Pouca ênfase na política fiscal contribui para perpetuar quadro

O poder de manobra do governo para controlar a inflação tem caído, juntamente com a performance das contas públicas. O desempenho mais recente das contas, de julho, já mostra influência nas novas expectativas de atingimento da meta de inflação. Em julho, a dívida líquida do setor alcançou quase R$ 1,8 trilhão (35,1% do PIB), um aumento de 0,1 ponto percentual do PIB em relação ao mês anterior.

Para 2014, a meta total de superávit (poupança) para as contas do setor público, o que inclui todos os governos, é de 1,9% do PIB, ou cerca de R$ 100 bilhões. Para o governo federal, é de 1,55% do PIB (R$ 83,7 bilhões). No total, está em R$ 24,7 bilhões no acumulado do ano. Em 2013, no mesmo período, era de R$ 54,4 bilhões. A Fazenda já reconheceu, no fim de agosto, que a meta do ano será difícil de alcançar sem "mudanças de rota", nas palavras do ministro Guido Mantega.

Jogou a toalha

Para Alex Agostini, economista da agência de risco Austin Ratin, o fato de o governo aparentemente ter "jogado a toalha" em relação ao superávit contribui para o paradoxo econômico que o país vive. "Creio que a dissociação entre política monetária e fiscal é o que tem mais pesado para o quadro de atividade econômica fraca e inflação em alta", diz. Os economistas Samuel Pessôa e Carlos Kawall defendem que a meta deveria ser menos ousada, desde que fosse perseguida.

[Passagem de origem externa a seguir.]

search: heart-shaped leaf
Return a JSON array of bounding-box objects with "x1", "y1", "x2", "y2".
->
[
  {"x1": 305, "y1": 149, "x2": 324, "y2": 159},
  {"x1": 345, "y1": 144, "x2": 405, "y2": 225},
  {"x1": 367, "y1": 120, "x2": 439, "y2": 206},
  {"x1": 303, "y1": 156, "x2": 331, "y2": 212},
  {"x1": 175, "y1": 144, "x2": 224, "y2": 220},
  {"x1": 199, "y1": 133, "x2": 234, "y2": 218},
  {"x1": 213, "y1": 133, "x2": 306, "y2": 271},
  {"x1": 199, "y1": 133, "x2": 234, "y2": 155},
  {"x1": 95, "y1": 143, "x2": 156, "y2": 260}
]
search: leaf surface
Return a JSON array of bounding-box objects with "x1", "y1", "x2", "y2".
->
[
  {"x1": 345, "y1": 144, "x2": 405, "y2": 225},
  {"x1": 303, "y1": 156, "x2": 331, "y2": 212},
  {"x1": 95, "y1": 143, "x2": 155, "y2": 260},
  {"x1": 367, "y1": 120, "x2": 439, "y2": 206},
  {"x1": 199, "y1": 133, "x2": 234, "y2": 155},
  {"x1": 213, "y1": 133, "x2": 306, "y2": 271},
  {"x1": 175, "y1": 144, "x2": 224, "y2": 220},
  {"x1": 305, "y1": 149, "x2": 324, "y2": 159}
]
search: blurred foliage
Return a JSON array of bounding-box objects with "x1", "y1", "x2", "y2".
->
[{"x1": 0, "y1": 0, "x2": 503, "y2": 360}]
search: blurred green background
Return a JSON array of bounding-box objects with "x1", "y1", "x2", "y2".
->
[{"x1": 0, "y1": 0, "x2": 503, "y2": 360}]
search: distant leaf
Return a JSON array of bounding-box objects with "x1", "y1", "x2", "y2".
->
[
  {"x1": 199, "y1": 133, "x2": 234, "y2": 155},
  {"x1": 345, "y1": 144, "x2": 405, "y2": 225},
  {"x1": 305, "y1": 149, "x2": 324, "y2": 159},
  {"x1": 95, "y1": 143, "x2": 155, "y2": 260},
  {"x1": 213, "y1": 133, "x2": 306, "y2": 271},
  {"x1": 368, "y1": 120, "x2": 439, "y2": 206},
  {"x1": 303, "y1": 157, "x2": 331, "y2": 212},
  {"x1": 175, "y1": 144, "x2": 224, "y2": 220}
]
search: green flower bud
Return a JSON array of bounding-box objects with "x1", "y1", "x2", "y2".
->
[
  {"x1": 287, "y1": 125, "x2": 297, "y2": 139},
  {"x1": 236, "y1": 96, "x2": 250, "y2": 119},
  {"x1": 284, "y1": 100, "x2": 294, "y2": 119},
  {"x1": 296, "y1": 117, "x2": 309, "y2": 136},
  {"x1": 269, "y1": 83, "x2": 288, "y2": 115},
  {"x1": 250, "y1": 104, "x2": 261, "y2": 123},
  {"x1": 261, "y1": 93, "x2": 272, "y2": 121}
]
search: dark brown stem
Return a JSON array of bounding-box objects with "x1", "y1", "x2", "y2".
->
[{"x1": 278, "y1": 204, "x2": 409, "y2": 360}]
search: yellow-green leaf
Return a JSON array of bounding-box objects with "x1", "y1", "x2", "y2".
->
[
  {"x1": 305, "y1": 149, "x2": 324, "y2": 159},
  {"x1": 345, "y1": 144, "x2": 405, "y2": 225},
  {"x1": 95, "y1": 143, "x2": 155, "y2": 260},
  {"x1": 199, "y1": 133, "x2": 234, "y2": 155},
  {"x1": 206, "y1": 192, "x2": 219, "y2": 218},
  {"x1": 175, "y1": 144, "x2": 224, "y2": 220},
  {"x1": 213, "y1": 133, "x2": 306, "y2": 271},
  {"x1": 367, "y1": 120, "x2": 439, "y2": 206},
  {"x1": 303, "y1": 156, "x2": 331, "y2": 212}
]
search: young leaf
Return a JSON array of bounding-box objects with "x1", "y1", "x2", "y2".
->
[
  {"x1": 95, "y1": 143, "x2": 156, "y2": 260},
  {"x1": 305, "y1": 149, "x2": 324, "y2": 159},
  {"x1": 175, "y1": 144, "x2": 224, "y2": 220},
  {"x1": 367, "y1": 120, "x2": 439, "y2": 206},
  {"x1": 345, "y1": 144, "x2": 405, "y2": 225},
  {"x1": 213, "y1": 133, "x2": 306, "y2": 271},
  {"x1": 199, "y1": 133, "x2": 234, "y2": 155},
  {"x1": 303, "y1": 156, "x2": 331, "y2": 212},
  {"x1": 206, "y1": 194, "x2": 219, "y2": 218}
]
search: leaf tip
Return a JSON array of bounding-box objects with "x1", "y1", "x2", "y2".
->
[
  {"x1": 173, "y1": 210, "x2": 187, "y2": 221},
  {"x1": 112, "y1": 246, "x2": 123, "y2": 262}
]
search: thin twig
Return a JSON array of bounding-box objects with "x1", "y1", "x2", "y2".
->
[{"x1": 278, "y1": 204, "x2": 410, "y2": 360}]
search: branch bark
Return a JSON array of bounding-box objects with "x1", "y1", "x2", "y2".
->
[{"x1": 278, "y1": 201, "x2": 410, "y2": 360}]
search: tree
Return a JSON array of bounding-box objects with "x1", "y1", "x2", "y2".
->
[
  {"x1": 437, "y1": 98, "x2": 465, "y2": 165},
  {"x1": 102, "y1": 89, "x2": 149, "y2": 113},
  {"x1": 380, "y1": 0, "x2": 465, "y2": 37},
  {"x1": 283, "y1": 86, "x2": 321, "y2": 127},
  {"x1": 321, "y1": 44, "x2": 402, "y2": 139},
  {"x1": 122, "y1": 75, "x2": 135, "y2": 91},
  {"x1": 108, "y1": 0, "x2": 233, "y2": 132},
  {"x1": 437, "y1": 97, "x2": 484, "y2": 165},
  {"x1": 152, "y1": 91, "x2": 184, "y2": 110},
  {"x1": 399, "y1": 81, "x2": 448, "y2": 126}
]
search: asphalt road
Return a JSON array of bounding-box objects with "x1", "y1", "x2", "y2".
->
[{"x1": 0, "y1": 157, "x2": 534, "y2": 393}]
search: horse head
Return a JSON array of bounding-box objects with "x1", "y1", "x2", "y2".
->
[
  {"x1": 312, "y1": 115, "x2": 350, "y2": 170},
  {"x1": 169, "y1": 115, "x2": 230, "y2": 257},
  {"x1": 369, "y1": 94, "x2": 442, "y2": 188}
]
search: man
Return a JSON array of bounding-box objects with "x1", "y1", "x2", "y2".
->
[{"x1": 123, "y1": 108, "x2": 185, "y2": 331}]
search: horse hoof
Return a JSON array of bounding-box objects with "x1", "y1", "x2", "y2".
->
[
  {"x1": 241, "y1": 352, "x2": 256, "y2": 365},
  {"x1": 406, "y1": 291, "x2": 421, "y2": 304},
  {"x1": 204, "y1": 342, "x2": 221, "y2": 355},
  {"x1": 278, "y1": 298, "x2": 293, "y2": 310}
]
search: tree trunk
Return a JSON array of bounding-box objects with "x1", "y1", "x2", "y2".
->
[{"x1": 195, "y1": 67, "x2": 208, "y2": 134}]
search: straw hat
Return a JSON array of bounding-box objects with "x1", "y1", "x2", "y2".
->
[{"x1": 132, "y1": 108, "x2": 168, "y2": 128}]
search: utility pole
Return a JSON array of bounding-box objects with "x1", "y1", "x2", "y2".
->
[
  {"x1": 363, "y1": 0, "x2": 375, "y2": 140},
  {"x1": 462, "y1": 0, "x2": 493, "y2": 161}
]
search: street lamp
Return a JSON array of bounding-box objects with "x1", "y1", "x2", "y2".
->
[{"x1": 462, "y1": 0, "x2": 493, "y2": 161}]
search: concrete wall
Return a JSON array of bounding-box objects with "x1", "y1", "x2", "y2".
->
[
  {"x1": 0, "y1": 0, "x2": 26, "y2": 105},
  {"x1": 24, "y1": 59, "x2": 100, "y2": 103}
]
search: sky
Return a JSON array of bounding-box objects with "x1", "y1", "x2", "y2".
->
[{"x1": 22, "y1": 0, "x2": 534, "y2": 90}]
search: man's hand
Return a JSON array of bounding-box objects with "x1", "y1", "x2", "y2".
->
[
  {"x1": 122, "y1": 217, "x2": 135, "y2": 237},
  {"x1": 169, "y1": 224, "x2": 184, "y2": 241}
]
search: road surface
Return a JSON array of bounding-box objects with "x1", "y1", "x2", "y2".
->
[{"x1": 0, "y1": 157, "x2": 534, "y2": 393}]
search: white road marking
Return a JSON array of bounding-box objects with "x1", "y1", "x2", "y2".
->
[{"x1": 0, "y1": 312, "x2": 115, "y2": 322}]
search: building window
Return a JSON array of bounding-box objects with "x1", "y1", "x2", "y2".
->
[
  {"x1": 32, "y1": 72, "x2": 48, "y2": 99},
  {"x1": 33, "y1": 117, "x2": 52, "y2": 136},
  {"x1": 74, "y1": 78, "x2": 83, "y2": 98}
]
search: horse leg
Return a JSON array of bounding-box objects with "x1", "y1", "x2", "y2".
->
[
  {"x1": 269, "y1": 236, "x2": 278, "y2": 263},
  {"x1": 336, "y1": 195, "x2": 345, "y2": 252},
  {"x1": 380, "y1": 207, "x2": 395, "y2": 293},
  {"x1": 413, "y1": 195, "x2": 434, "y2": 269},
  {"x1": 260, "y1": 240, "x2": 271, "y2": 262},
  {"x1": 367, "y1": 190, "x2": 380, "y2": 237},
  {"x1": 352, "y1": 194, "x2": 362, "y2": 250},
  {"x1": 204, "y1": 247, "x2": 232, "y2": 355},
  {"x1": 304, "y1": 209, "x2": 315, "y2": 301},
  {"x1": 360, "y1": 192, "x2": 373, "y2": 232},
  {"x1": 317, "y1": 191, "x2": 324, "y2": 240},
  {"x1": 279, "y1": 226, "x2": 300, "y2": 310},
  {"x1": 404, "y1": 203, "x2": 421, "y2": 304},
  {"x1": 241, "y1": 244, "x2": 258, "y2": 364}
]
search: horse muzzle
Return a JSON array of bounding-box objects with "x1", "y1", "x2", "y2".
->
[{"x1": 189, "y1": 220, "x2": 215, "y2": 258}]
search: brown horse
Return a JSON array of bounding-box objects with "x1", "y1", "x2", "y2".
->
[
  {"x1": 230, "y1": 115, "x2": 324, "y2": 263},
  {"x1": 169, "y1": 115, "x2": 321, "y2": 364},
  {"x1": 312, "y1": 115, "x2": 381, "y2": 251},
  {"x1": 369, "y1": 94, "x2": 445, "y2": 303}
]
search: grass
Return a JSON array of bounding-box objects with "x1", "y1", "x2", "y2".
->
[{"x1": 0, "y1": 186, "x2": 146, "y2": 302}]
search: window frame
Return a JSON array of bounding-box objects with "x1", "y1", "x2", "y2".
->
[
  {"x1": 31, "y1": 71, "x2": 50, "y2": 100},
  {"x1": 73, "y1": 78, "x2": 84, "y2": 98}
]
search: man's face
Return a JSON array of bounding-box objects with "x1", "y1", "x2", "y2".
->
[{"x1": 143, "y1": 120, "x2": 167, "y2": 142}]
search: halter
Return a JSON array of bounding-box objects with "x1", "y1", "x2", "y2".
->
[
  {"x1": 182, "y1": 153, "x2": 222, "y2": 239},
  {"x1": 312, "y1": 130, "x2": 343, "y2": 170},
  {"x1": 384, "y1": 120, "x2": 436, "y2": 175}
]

Lucas Dezordi, da Universidade Positivo, destaca outro fator: o nível de salário, que se mostra incompatível com a produtividade. Ele avalia que o governo toma providências para isso – o projeto de lei orçamentária para 2015 prevê reajuste mais próximo da inflação para o salário mínimo –, mas categorias do funcionalismo vão na direção oposta. "Temos de discutir se o mínimo pode ter reajuste de 7,5% e os juízes podem subir o próprio salário em mais de 20%. Daí quebra o país".

Projeções mais e mais elásticas

À medida em que o combate à inflação fracassa, ele se torna mais difícil porque as projeções são contaminadas – e elas têm poder de influenciar a situação real. "Parece agora que o normal para o Brasil é uma inflação de 6% ao ano, e não é. Isso dificulta a convergência da meta", diz Carlos Kawall, do Safra. Isso explica o porquê de o centro da meta da inflação, fixado em 4,5% ao ano desde 2005, parecer cada vez mais distante de ser alcançado. Outro reflexo está nas expectativas do boletim Focus, do Banco Central. O relatório do último dia 19 mostra uma perspectiva de mercado fixada em inflação de 6,3% ao ano. No final de fevereiro, era de 6%.

Alta e cada vez mais resistente, a inflação brasileira parece desafiar um preceito econômico. Em tempos de baixa atividade econômica, a tendência é que o reajuste de preços recue. O primeiro semestre, porém, mostrou que, mesmo com a economia em recessão técnica e com juros mantidos altos, a inflação deve demorar a ceder.

INFOGRÁFICO: Confira como ficou a inflação comparada ao ano passado

Segundo ata do dia 11 sobre a última reunião do Comitê de Política Monetária (Copom), o atingimento da meta de 4,5% ao ano ocorrerá em 2016. Mas os economistas vão além: a inflação chegará a esse patamar em meados de 2017 e apenas se as políticas econômica e fiscal forem revistas e alinhadas. Hoje, a inflação acumulada nos últimos 12 meses está em 6,51%, segundo o IPCA de agosto.

Especialistas divergem sobre o peso dado a cada fator que contribui para a inflação persistente, mas concordam que descompassos nas políticas de governo estão no centro da questão (veja quadro). Outros aspectos influenciam: o fato de a política fiscal apresentar resultados ruins e o salto no nível dos salários, que aumenta o poder de compra da população sem representar produtividade na mesma medida. Esse último fator favorece que preços do setor de serviços continuem sendo reajustados acima da inflação.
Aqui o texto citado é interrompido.